Maintenant passons au principal soucis de Sicario : son scénario, somme toute assez banal. Il est question d'une unité d’élite traquant les cartels de narcotrafiquants à la frontière américano-mexicaine. Sans cesse confronté à des dilemmes moraux, le personnage d'Emily Blunt, sidéré par les méthodes brutales employées par ses collègues, se perd au milieu d'événements qui la dépassent complètement. Le film reposant presque entièrement sur son point de vue, on se sent nous aussi un peu perdu. Certes, l'idée peut paraître intéressante, mais on s'attache difficilement à cette intrigue confuse, peu évidente en termes d'enjeux dramatiques et un poil décevante dans sa résolution.

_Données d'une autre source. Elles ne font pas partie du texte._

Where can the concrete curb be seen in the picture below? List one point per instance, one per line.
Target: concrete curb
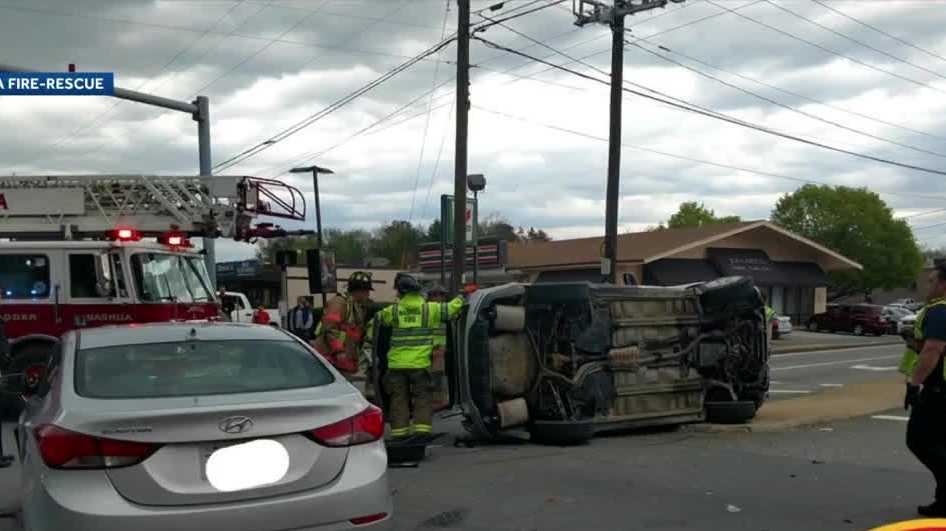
(834, 346)
(855, 400)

Enfin, il est important de revenir sur la bande annonce qui, à mon avis, dévoile beaucoup trop d'images et d’éléments de l'intrigue, notamment certains rebondissements importants qui ont lieux vers la fin du long-métrage (c'est pour cela que j'ai préféré vous présenter un simple extrait en fin d'article). Donc si vous souhaitez absolument voir Sicario, je vous conseille fortement d'éviter tout trailer... Bref, passons.

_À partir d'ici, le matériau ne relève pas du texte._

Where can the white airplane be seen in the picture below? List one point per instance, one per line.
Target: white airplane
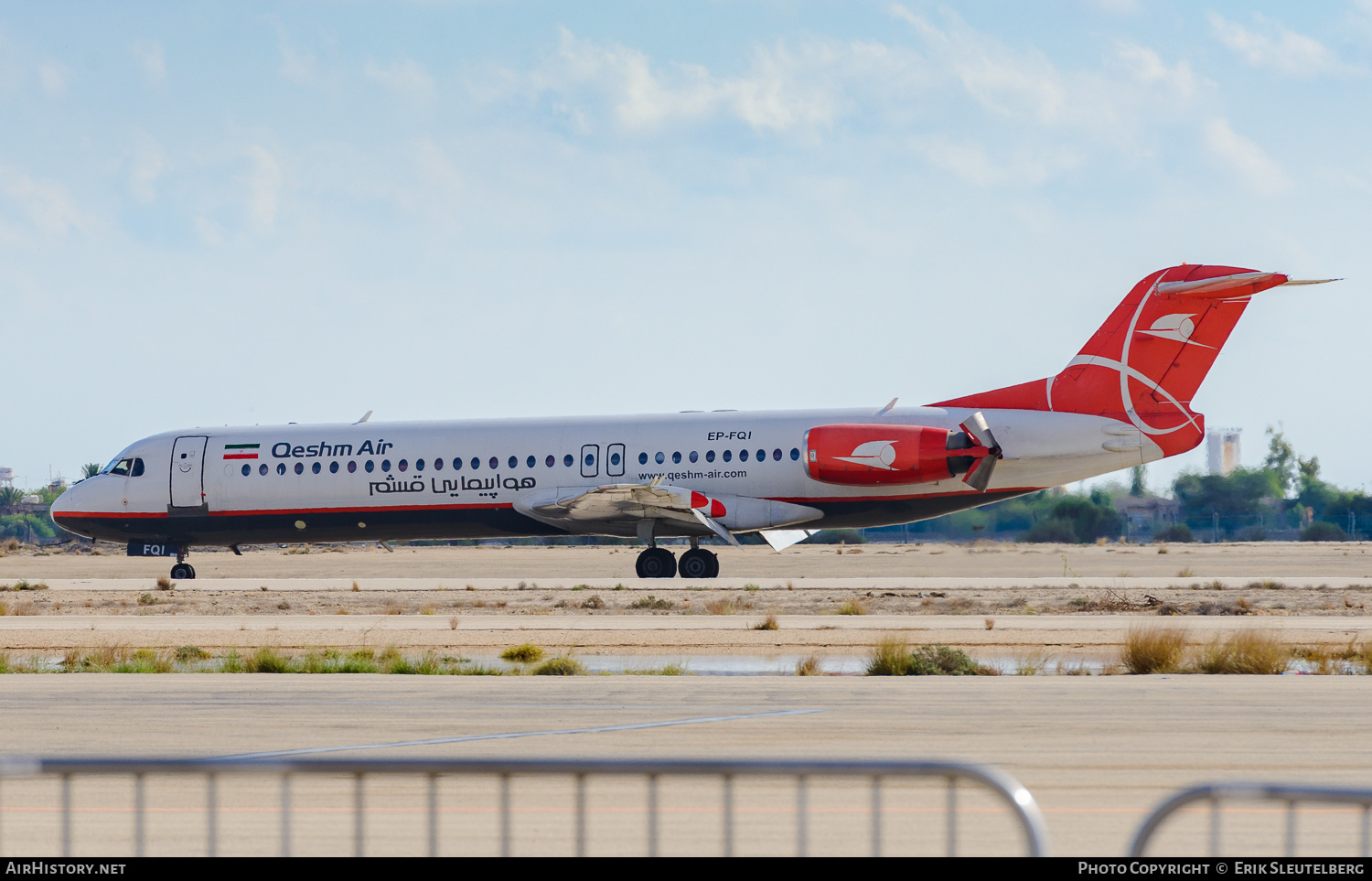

En somme, voilà un thriller formellement sublime et hyper bien exécuté qui, malheureusement, faute d'enjeux dramatiques assez faibles et pas toujours très clairs, ne me marquera pas autant qu'un Prisoners par exemple (histoire de comparer avec un autre film de Villeneuve)... Bon aller, je met quand même 7/10 et je vous le recommande, surtout si vous êtes amateur de polars tortueux (ou de beaux cadrages).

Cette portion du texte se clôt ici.